It is often disconcerting to be living the lifestyle espoused by people whose views I generally don't agree with. While I was pregnant my mother-in-law mentioned how happy she was that all of her daughter-in-laws were staying home with their kids. I made some agreeable noises, and I certainly believe that if one of the parents wants to stay home, then that is a great situation and worth some financial sacrifices. But staying home is not magically better than working out of the home. You can stay at home and be a lousy parent (I know I am some days) and you can go to work and be a wonderful parent(as
maxemulien does and is.)
Acting as if there is only one true way to raise happy healthy kids really irritates me, and it is extra hard when people say things along the lines of "it's so good that you're staying home with your baby," because I want to tell them they're wrong, but I'm really not sure how to phrase it.
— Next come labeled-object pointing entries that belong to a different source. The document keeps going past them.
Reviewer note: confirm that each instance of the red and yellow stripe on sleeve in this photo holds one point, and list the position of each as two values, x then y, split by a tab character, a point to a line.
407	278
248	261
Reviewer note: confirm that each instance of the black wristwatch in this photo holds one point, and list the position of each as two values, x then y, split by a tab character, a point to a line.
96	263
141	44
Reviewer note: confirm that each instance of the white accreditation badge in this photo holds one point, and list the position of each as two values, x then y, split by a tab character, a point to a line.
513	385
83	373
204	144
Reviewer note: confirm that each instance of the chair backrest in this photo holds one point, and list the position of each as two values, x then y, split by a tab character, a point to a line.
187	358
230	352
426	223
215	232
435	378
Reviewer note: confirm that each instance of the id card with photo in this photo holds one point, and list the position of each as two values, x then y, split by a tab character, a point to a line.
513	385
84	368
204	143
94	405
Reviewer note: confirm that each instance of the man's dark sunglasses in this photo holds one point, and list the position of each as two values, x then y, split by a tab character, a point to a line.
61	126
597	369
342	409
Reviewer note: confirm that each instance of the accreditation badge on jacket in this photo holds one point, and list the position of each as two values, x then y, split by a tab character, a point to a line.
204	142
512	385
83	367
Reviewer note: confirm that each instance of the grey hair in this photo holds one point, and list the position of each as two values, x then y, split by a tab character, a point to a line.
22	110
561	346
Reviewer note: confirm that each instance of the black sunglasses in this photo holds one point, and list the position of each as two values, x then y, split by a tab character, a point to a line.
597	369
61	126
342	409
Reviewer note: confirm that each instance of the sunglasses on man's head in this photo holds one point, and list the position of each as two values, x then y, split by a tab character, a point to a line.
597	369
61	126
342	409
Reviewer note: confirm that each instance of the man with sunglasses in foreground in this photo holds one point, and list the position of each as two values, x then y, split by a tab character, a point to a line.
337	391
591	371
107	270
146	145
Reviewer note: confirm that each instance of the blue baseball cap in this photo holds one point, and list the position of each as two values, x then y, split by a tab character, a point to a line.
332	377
I mean, on the surface I agree with them. I'm very glad to be at home with Raine and I do think the arrangement is a good one--otherwise I would try to change it. But there is a whole layer of assumptions that I don't agree with, and it irritates me that by living my life the way I do, I'm tacitly approving of those assumptions.
Of course changing my life just to defy an outmoded stereotype seems stupid, since I'm currently living the life I want, and have always wanted. Granted it's not perfect, and my vision of what I want out of my life has changed* over the years. But at heart what I have always wanted most in the world was to be a mom, and while the reality is challenging in ways I never imagined, it is also intensely satisfying and very, very right. So messing that up to make a statement is just plain silly. It just makes me feel like a bad feminist** sometimes.
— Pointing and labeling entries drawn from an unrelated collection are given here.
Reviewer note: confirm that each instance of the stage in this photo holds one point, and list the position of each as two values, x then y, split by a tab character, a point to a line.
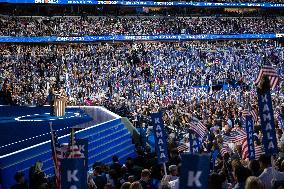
21	127
25	137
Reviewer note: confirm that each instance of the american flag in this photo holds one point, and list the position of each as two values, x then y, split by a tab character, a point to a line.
56	155
244	149
257	150
182	147
198	127
272	74
224	150
254	115
236	136
216	61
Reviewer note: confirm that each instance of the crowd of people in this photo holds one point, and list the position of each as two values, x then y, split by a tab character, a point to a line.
212	81
81	26
242	1
134	71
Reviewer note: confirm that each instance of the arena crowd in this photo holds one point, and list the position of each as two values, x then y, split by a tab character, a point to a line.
211	81
81	26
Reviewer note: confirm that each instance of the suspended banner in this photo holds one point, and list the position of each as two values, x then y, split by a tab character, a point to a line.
267	122
148	3
250	140
160	137
194	171
44	39
73	173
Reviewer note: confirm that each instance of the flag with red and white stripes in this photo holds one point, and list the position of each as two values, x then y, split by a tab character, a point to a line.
257	150
56	156
271	73
198	127
244	149
224	150
182	147
254	115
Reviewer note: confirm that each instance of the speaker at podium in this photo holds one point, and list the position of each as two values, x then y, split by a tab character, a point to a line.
60	105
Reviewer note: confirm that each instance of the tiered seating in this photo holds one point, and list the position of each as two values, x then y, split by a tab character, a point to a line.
105	140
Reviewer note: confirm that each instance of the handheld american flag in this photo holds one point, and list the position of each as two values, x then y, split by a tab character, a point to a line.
182	147
56	155
270	72
198	127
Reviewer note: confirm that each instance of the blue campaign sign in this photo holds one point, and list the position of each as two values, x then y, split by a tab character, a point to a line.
73	174
160	137
194	171
83	146
250	140
194	142
267	122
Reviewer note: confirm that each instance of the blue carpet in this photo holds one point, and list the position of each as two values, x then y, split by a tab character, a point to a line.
21	127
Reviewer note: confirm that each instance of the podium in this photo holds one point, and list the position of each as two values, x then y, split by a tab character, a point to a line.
59	106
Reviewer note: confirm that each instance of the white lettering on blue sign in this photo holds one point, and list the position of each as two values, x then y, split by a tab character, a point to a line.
81	148
71	175
193	179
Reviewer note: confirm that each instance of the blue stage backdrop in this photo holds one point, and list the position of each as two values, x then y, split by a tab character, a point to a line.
105	133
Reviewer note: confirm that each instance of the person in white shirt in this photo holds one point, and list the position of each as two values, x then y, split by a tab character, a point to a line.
269	173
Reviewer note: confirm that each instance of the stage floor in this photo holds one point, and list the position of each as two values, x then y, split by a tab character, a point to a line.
21	127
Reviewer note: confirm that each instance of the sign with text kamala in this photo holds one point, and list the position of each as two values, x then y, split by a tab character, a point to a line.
267	122
73	174
194	171
160	137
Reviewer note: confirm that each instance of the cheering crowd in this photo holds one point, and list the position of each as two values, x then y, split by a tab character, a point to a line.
80	26
133	79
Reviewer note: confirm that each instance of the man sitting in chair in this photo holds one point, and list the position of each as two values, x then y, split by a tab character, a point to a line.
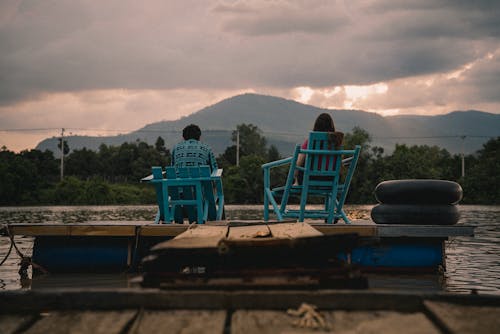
188	153
192	152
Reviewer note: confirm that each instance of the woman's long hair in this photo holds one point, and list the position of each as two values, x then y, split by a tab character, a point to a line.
324	123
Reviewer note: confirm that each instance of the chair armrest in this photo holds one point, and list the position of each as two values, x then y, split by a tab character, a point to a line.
217	173
147	178
277	163
347	161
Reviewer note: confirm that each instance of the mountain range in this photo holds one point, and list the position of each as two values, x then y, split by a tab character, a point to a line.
285	122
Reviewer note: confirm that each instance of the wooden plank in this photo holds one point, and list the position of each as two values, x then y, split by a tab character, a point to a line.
12	323
361	230
198	236
96	230
431	231
180	321
386	322
465	318
160	230
95	322
293	230
39	229
249	232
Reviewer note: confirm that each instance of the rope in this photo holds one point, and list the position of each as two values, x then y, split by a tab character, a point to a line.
7	255
26	261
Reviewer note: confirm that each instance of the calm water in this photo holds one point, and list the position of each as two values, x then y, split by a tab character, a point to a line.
473	263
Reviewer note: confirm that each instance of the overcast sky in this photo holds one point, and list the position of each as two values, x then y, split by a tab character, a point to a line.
119	65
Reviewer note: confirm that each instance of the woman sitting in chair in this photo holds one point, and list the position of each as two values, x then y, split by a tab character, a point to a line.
323	123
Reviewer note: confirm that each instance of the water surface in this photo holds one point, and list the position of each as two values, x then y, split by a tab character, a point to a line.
473	263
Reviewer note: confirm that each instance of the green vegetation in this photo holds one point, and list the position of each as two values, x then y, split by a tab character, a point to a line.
111	175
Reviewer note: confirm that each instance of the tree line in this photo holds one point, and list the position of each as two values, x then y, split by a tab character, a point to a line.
111	175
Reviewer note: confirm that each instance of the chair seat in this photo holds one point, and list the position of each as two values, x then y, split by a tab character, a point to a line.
191	191
321	178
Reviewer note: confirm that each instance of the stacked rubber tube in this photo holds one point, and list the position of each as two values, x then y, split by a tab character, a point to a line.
422	202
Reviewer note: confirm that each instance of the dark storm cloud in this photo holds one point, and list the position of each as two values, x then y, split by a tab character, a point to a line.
59	46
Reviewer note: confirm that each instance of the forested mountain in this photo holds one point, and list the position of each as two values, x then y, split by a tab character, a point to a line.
286	122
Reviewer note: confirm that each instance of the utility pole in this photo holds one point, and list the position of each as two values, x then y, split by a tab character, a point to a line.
62	154
237	148
463	156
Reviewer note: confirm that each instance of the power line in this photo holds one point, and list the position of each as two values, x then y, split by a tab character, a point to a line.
211	131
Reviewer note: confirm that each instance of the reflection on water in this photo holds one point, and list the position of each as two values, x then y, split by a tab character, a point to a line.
473	263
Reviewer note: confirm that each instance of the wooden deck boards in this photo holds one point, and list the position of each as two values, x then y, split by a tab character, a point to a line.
144	228
180	321
465	318
387	322
248	311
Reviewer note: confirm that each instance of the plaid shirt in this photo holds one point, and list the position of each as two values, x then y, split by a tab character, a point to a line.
193	153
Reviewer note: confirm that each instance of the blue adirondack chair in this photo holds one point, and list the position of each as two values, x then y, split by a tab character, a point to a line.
327	174
191	189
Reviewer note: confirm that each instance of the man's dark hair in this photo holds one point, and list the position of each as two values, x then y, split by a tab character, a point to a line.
192	131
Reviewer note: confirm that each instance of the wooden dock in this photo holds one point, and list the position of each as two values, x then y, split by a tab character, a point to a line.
118	246
159	311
There is also the part of me that is frankly a coward, and I am relieved that I don't have to fight with my mother-in-law or my father about how I raise my daughter. And then I feel somewhat guilty, because the path I've chosen has less resistance, and I wish everyones choices were embraced as easily. Why can't we all just treat each other like unique individuals and free thinking adults?
*During my parent's divorce my father said in a kind of smug yet baffled tone, "Your mother told me what she wanted out of life was to be barefoot and pregnant, and I think I did a pretty job giving her that." I don't remember what I said in response, but my two thoughts were a) it isn't unreasonable to have ones life goals change over the course of twenty years and b) I'm sixteen and she hasn't been pregnant since I was born, so you haven't really been doing such a great job lately.
**In high school, I didn't even identify as a feminist, because I couldn't mesh my life goals with what I saw as the ideals of feminism, but I now have a broader understanding of what it means to be both a woman and an adult, which is really what feminism means to me these days--treating women like fully functional adults.